From 0113ab2d56398224157615a70325802602a3ec91 Mon Sep 17 00:00:00 2001
From: Juan Coria <juanmc2005@hotmail.com>
Date: Thu, 19 Oct 2023 18:20:57 +0200
Subject: [PATCH] Remove `PipelineConfig.from_dict()` (#189)

* Unify hparam naming. Clean some typing annotations

* Remove config.from_dict().

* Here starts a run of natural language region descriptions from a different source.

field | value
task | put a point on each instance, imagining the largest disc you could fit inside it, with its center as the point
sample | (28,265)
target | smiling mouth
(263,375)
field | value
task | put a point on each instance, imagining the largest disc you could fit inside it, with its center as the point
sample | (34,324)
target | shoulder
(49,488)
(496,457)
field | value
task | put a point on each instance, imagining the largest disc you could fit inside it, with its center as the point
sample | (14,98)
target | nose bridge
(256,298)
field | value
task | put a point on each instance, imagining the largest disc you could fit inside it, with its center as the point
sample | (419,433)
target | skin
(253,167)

Add --duration argument to CLI

* Update README.md accordingly
---
 README.md                       |  2 +-
 src/diart/blocks/base.py        | 10 +---
 src/diart/blocks/diarization.py | 83 +++++++++------------------------
 src/diart/blocks/vad.py         | 60 +++++++-----------------
 src/diart/console/benchmark.py  | 24 ++++++++--
 src/diart/console/client.py     |  4 +-
 src/diart/console/serve.py      | 24 ++++++++--
 src/diart/console/stream.py     | 23 +++++++--
 src/diart/console/tune.py       | 26 +++++++++--
 src/diart/utils.py              |  8 +---
 10 files changed, 124 insertions(+), 140 deletions(-)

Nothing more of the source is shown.